Opini
Indonesia Darurat Perundungan
Oleh: Sheila Maulida Fitri, S.H, M.H (Advokat dan Pengajar Hukum dan Sistem Peradilan Pidana)
Masyarakat Indonesia sedang disuguhi berbagai macam pemberitaan mengenai terjadinya perundungan yang sangat menyayat hati, tidak hanya bagi anak selaku korban perundungan, namun juga bagi seluruh pihak yang concern dengan masalah ini.

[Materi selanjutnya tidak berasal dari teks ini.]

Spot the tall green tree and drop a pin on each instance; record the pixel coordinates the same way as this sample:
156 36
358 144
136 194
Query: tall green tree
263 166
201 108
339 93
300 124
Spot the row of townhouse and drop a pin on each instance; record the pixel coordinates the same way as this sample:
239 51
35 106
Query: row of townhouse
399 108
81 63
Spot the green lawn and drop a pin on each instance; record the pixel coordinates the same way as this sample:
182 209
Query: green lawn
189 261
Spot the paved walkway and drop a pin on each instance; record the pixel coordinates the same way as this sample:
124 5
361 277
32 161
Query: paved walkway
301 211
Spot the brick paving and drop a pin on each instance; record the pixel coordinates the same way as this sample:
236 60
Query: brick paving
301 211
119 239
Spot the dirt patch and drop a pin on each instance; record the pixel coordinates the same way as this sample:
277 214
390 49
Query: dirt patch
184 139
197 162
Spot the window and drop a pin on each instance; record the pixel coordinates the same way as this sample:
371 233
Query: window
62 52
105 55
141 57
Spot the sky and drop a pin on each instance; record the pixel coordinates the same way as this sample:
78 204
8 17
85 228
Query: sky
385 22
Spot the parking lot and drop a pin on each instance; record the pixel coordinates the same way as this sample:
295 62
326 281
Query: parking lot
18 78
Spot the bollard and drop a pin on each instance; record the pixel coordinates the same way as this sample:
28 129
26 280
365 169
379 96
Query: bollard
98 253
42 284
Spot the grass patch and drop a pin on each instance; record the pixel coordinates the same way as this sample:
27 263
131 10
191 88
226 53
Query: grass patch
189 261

Bagaimana tidak, belum selesai kasus video perundungan anak remaja di Cilacap berdurasi 4 menit, selang beberapa hari kembali muncul pemberitaan siswi kelas 2 SD di Gresik yang menjadi korban perundungan hingga salah satu penglihatannya hilang secara permanen akibat ditusuk dengan alat tulis oleh kakak kelasnya. Tak berselang lama muncul lagi video perundungan siswa lain di lokasi yang sama dengan tindakan perundungan berdurasi 4 menit sebelumnya, serta masih banyak lagi kasus-kasus serupa. Perundungan nyatanya tidak hanya dialami oleh para siswa, baru-baru ini seorang guru bahkan ditusuk oleh siswanya sendiri di dalam kelas.

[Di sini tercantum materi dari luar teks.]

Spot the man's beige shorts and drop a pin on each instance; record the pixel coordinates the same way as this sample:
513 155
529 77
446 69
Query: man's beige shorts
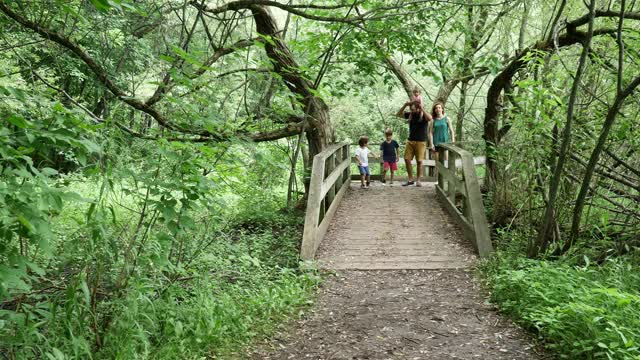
415 148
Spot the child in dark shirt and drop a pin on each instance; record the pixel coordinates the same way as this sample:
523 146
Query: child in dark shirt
390 155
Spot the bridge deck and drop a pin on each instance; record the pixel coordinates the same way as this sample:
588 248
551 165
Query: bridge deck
393 227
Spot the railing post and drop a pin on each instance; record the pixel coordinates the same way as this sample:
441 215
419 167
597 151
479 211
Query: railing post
441 161
451 188
345 155
331 164
315 209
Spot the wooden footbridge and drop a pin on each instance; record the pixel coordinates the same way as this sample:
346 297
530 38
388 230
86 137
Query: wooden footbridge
394 227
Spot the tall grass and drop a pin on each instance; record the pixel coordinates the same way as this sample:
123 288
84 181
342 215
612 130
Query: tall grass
581 312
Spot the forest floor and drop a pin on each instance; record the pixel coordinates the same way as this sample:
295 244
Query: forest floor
399 314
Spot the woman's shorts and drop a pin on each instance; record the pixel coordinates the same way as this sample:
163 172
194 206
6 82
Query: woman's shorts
393 165
415 148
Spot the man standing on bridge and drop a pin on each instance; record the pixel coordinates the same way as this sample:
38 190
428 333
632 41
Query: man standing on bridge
416 145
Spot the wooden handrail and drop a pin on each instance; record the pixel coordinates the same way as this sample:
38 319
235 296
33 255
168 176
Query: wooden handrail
330 178
450 186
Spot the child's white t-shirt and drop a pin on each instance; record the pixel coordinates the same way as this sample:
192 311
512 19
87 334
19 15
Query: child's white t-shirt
363 155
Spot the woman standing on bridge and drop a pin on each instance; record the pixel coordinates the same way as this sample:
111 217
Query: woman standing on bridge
440 129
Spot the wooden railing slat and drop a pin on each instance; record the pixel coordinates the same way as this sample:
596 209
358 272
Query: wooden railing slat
333 177
330 178
472 217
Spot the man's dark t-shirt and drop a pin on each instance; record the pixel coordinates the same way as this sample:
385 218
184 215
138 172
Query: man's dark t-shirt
389 151
417 126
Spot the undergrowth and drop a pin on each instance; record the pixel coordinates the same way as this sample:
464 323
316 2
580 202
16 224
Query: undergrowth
240 289
587 311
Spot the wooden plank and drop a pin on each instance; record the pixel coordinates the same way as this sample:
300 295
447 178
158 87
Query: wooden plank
324 225
396 266
333 177
371 251
394 258
467 229
309 235
476 208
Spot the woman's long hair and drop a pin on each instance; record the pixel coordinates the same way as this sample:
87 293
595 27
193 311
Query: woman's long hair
433 109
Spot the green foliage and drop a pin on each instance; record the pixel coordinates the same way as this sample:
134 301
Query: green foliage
581 312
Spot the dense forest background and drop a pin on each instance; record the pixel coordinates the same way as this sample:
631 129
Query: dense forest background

Pada dasarnya, perundungan adalah jenis tindakan yang selalu ada dari masa ke masa. Namun, patut disadari bahwa jenis perundungan di masa lalu hingga masa kini dirasa semakin mengkhawatirkan, bahkan sudah masuk dalam kategori tindak kriminal.
Dahulu, rasanya perundungan menjadi bagian dari keisengan maupun kenakalan anak seperti mengejek, mengganggu, dan lain-lain. Namun, perundungan di masa kini justru telah memenuhi unsur-unsur tindak pidana seperti tindak pidana penganiayaan, tindak pidana pengeroyokan, tindak pidana pencemaran nama baik.
Upaya Pencegahan Perundungan
Menteri Pendidikan dan Kebudayaan sesungguhnya telah membuat langkah preventif dengan menerapkan suatu regulasi yang telah ada sejak 2015 lalu melalui Peraturan Menteri Pendidikan dan Kebudayaan Nomor 82/2015 tentang Pencegahan Perundungan di Lingkungan Sekolah. Aturan itu tentunya memberikan panduan mengenai upaya mencegah dan mengatasi terjadinya aksi-aksi perundungan yang dititikberatkan pada setiap instrument di lingkungan sekolah baik guru, tenaga pendidik maupun para siswa itu sendiri, orangtua, serta pemerintah.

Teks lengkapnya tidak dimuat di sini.